In the second trial, producers were again frustrated with the inability for jurors to visit the farm in question. After three days of deliberation, the jury awarded $25 million to the plaintiffs.
Several meetings by state agriculture groups and legislatures have sparked discussion as the trials continued. Last month, state legislatures overrode Gov. Roy Cooper’s veto on a farm bill that restricted who could file nuisance claims against large livestock operations. This ruling has no impact on the current lawsuits however.
“Overriding this veto and correcting Gov. Cooper’s unwise decision sends the clear message to our family farmers and rural communities that they have a voice in the legislature and that this General Assembly intends to give them the respect they deserve,” said GOP Sen. Brent Jackson of Sampson County, after the vote. (Click here for details on the new law.)
The lawsuits come at a time U.S. pork producers are already facing difficult situations, reports JoAnn Alumbaugh.

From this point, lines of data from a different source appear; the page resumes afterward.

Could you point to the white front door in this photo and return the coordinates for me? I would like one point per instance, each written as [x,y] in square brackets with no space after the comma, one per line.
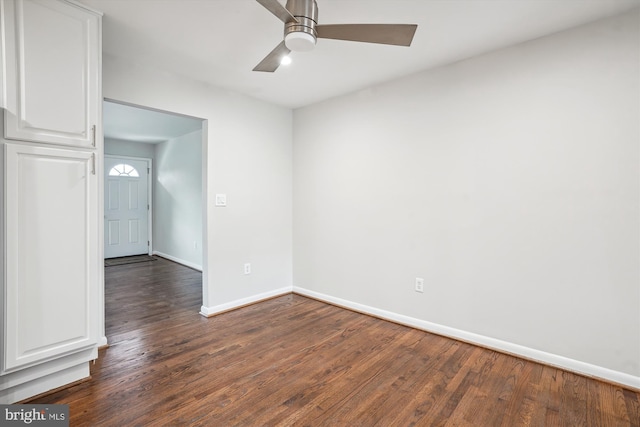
[126,207]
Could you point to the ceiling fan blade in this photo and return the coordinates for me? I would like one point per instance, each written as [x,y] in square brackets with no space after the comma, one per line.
[272,61]
[278,10]
[395,34]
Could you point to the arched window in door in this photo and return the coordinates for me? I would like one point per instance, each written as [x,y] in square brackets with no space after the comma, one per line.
[124,169]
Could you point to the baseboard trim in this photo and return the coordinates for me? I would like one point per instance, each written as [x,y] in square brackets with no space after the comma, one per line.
[243,302]
[178,260]
[561,362]
[38,386]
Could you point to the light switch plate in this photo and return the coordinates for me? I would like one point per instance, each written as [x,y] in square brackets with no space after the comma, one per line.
[221,200]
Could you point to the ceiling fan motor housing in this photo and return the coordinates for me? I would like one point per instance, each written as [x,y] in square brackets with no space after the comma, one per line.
[301,36]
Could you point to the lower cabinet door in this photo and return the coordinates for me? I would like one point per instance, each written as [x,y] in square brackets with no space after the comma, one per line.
[51,258]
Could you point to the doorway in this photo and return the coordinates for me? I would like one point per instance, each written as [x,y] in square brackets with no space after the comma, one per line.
[175,147]
[127,203]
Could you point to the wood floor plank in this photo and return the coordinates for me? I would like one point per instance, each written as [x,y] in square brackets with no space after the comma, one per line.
[292,361]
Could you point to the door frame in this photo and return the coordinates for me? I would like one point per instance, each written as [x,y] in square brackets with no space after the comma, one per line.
[149,163]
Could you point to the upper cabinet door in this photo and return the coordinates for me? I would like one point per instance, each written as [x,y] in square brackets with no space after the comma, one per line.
[53,61]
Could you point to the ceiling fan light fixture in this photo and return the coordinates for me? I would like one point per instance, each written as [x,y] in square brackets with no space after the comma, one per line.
[299,41]
[286,60]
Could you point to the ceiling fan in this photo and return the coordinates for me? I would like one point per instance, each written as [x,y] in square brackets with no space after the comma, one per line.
[301,30]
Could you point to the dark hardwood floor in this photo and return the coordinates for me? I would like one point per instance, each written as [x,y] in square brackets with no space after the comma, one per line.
[296,361]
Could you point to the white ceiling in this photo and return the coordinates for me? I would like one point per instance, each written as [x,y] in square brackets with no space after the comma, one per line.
[220,41]
[131,123]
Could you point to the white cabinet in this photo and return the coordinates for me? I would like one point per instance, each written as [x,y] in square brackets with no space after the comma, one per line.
[52,72]
[50,199]
[51,259]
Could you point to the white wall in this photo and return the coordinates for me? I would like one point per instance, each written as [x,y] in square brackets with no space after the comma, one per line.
[117,147]
[509,182]
[177,199]
[248,157]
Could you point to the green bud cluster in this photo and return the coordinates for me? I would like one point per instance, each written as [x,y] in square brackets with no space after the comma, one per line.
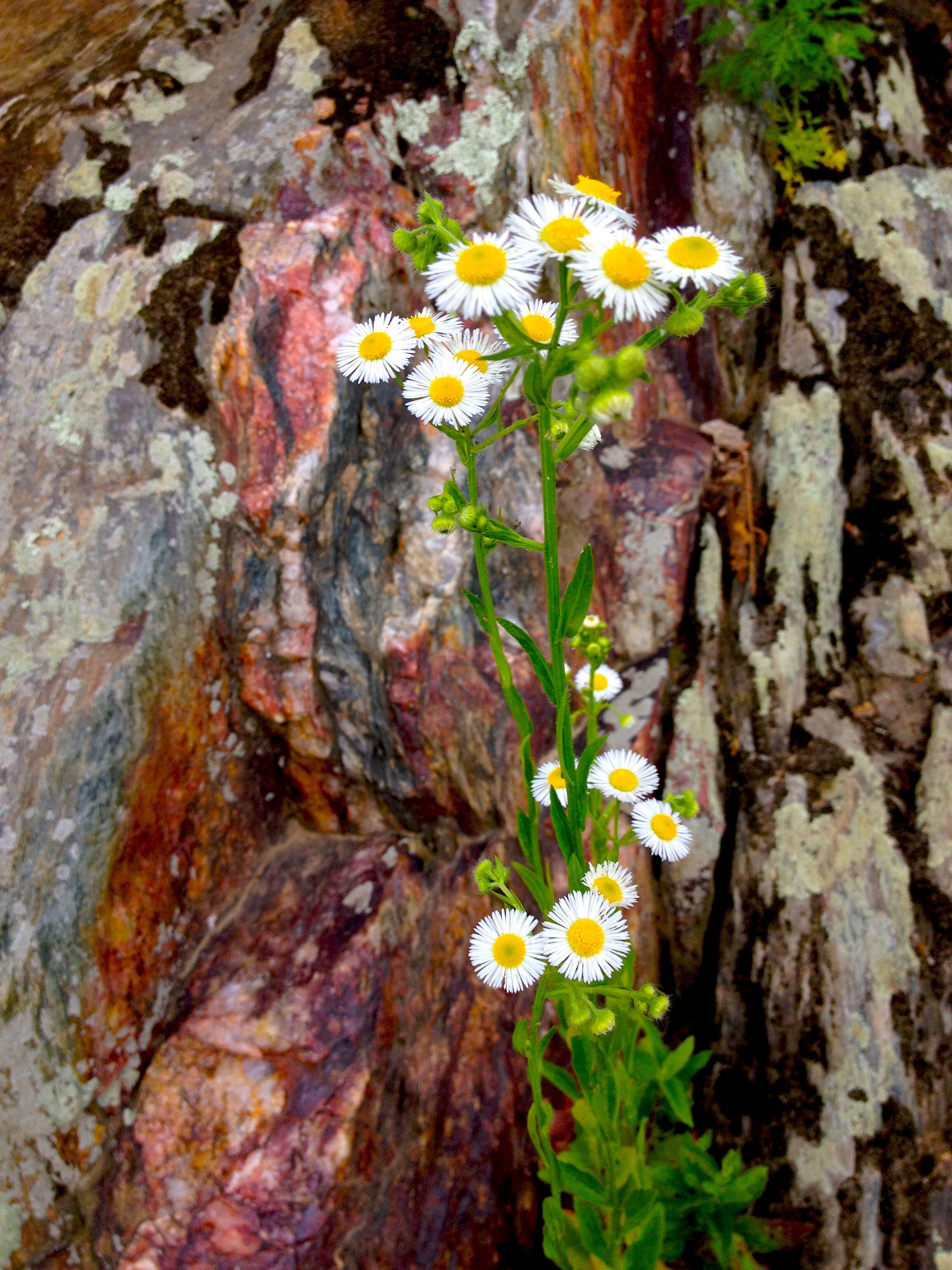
[654,1004]
[436,233]
[592,639]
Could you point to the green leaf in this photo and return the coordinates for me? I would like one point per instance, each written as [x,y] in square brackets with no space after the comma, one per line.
[532,386]
[563,830]
[535,884]
[578,1182]
[645,1251]
[636,1204]
[591,1228]
[562,1080]
[479,609]
[544,671]
[578,595]
[499,533]
[677,1099]
[582,779]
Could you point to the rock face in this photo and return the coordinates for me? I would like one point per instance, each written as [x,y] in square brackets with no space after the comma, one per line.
[253,738]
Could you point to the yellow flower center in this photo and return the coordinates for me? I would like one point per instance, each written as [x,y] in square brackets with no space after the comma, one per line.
[693,253]
[564,234]
[446,390]
[509,952]
[537,327]
[481,265]
[609,888]
[598,189]
[664,827]
[472,357]
[375,346]
[586,938]
[421,324]
[626,266]
[624,779]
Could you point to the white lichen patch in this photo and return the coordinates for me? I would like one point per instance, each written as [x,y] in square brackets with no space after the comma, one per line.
[805,491]
[847,858]
[933,797]
[900,107]
[38,1100]
[928,526]
[900,219]
[484,133]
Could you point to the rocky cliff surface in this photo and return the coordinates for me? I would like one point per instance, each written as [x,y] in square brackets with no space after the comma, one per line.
[254,742]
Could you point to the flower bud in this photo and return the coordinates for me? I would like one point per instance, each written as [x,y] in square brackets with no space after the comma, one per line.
[592,372]
[602,1023]
[578,1011]
[628,364]
[612,405]
[659,1006]
[684,322]
[756,289]
[483,875]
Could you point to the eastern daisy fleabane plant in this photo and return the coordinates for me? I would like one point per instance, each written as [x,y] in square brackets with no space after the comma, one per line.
[615,266]
[374,351]
[504,951]
[692,256]
[492,274]
[597,196]
[659,827]
[614,883]
[555,228]
[446,391]
[579,246]
[586,938]
[624,775]
[549,780]
[429,327]
[602,682]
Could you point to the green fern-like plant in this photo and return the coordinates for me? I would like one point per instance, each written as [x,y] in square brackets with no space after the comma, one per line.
[791,51]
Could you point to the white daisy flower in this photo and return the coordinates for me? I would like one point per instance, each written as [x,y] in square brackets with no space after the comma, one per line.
[504,953]
[586,938]
[597,195]
[615,884]
[555,228]
[486,276]
[692,256]
[471,347]
[592,437]
[624,775]
[605,682]
[539,319]
[375,351]
[659,827]
[550,778]
[445,390]
[616,267]
[429,326]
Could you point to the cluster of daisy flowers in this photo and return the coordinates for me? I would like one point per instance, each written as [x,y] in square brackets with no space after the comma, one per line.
[584,935]
[494,274]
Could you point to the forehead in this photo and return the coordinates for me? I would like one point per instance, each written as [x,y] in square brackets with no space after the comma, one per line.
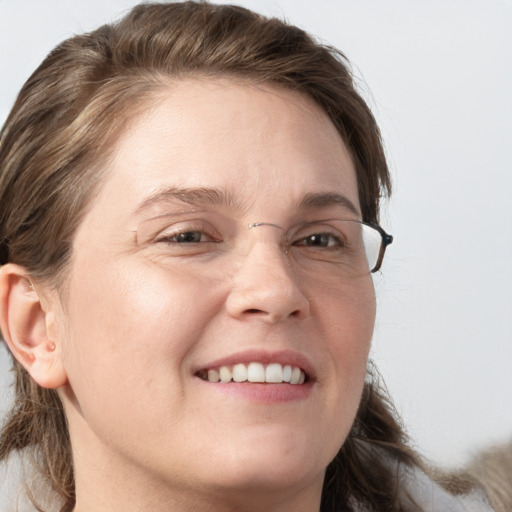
[263,144]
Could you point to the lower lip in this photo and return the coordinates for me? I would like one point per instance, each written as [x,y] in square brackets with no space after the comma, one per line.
[262,393]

“American hog farmers already face serious headwinds, including export market uncertainty caused by ongoing trade disputes,” said Jim Heimerl, in a statement from the National Pork Producers Council in June. “We can’t allow trial-lawyer abuse of our legal system to continue as it threatens the livelihood of livestock farming families, undermines the rural economy and unnecessarily increases food prices for consumers.”